Para Sérgio, contas pagas em atraso e falta de informações sobre extrato e saldos são indícios de que as contas não estão indo bem

“Quem possui o mau hábito de fraudar as contas do condomínio encontrará as possibilidades, seja no recebimento indevido de valores, notas superfaturadas e/ou falsificação de documentos. Daí a importância de o condomínio eleger um conselho fiscal competente e atuante, que poderá acompanhar os relatórios e pagamentos, verificando se todas as contas estão em dia e se os serviços estão sendo contratados de acordo com valores de mercado”, destaca o administrador Sérgio.

IMPLICAÇÕES PARA O SÍNDICO

Sérgio explica que se as contas do síndico forem reprovadas em uma assembleia ordinária, o ideal é criar uma comissão para avaliar quais foram os motivos da reprovação. “Em caso de insucesso desta comissão em sanar as dúvidas apontadas na assembleia, o condomínio deve contratar uma empresa especializada para assessorar neste processo.
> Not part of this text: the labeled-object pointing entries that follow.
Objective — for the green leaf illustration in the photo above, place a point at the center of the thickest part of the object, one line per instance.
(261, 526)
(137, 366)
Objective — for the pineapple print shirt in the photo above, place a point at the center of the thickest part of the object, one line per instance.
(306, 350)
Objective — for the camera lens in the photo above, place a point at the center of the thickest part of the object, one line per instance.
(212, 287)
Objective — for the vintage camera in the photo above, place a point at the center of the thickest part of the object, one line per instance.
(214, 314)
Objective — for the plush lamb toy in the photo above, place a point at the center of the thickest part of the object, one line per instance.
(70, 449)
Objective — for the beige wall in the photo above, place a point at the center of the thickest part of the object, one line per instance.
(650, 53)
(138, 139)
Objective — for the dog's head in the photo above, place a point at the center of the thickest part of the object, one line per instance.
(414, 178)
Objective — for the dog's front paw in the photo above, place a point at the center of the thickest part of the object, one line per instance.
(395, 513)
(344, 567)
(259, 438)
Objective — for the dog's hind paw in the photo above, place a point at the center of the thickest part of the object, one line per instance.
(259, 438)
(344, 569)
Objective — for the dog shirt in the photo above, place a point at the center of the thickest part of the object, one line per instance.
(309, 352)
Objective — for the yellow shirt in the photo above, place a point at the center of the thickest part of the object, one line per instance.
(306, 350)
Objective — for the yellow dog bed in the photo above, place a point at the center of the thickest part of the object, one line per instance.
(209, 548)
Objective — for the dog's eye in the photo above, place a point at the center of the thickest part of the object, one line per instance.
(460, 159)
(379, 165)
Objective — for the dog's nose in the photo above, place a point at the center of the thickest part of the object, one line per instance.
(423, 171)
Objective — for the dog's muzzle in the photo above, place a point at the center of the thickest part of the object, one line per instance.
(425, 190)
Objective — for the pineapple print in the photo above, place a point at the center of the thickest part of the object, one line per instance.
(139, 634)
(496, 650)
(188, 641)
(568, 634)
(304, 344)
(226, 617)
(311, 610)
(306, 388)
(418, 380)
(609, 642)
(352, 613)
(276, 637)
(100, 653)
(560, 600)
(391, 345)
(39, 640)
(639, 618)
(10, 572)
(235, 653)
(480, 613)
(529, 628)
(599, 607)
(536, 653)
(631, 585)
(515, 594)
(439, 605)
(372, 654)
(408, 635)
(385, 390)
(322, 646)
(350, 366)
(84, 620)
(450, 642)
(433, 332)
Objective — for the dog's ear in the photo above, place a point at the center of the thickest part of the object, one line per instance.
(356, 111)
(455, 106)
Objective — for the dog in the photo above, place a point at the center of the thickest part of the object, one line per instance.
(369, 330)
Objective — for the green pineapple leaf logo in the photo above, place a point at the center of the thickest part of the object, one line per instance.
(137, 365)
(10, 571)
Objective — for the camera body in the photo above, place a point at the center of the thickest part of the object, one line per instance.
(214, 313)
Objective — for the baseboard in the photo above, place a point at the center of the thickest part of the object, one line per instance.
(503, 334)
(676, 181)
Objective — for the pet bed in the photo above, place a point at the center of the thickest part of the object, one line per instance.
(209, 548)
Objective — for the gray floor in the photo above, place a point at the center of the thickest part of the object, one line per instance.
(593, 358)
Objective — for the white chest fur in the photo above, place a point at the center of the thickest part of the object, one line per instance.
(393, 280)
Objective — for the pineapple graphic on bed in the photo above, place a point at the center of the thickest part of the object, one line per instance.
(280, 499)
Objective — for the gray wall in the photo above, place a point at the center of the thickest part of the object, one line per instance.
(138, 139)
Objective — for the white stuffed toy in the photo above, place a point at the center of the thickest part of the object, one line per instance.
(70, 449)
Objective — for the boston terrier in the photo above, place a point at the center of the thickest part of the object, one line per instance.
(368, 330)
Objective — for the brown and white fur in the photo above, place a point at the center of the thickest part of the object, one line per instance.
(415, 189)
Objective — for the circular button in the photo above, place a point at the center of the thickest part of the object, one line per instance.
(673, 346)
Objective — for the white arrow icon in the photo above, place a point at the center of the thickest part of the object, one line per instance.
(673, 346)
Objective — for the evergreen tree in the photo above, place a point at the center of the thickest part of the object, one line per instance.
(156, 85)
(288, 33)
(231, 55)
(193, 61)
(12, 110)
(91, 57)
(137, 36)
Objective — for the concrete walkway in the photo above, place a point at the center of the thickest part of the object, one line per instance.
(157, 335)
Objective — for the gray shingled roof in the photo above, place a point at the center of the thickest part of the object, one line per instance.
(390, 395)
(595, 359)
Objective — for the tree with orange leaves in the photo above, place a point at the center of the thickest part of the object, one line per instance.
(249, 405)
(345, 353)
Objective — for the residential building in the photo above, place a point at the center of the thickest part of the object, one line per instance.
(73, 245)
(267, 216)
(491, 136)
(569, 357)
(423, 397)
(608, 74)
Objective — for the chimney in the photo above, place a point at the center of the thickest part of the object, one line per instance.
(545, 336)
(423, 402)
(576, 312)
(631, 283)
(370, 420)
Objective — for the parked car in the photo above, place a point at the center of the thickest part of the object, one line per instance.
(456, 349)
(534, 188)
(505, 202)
Identificada qualquer fraude e prejuízo para os demais condôminos, o síndico deverá ser notificado para corrigir ou restituir ao condomínio, sob pena de ser acionado judicialmente e responder inclusive com o próprio patrimônio.”

TECNOLOGIA E AUDITORIA SÃO ALIADAS

Sérgio lembra que, com a tecnologia, é possível fornecer aos síndicos e demais condôminos, relatórios e informações cada vez mais atualizadas acerca das contas do condomínio, “evitando que esses dados sejam apresentados somente no dia da assembleia ordinária, ocasião em que não é possível sanar todas as dúvidas”. Com a tecnologia, é fácil controlar pagamentos e extratos bancários pelo próprio celular ou computador, e tirar, sem custo, inclusive, a certidão negativa da administradora ou do síndico.

Outra importante aliada contra fraudes é a auditoria, que poderá atuar de forma investigativa ou preventiva

Outra importante aliada contra fraudes é a auditoria, que poderá atuar de forma investigativa ou preventiva, evitando irregularidades trabalhista, financeira, fiscal e de gestão. “No caso da auditoria investigativa, o objetivo é identificar possíveis problemas nas contas do condomínio. Neste caso, a empresa que prestará serviço de auditoria irá avaliar toda a documentação da gestão e verificar se tudo foi feito em conformidade ou não. No caso da auditoria preventiva, periodicamente, as contas do condomínio são avaliadas e, quando necessário, são corrigidas. Nesta modalidade, o síndico e administradora têm a segurança de contar com uma empresa especializada em assessorar o condomínio no cumprimento das obrigações legais e contratuais, além de fortalecer os controles internos para reduzir perdas e aprimorar uma cultura de transparência.”

Ciente das responsabilidades da administradora e dos síndicos, e tendo como premissas a moralidade, a transparência e a lealdade, a Teccon Administradora está implantando um programa de compliance condominial, “um conjunto de disciplinas para fazer cumprir as normas legais, bem como evitar, detectar e tratar qualquer desvio ou inconformidade que possa ocorrer”, informa a proprietária, Ângela Galhardo de Freitas.

Ela explica que “todas as atividades condominiais mensais estarão registradas e disponíveis a todos os colaboradores e condôminos, podendo ser analisadas a qualquer momento. Já detectamos fraudes em alguns condomínios, uma ocorrência inaceitável que fere a ética profissional. Penso que novos conceitos surgem para incentivar a cultura da honestidade e aperfeiçoar a qualidade na gestão administrativa”, pondera.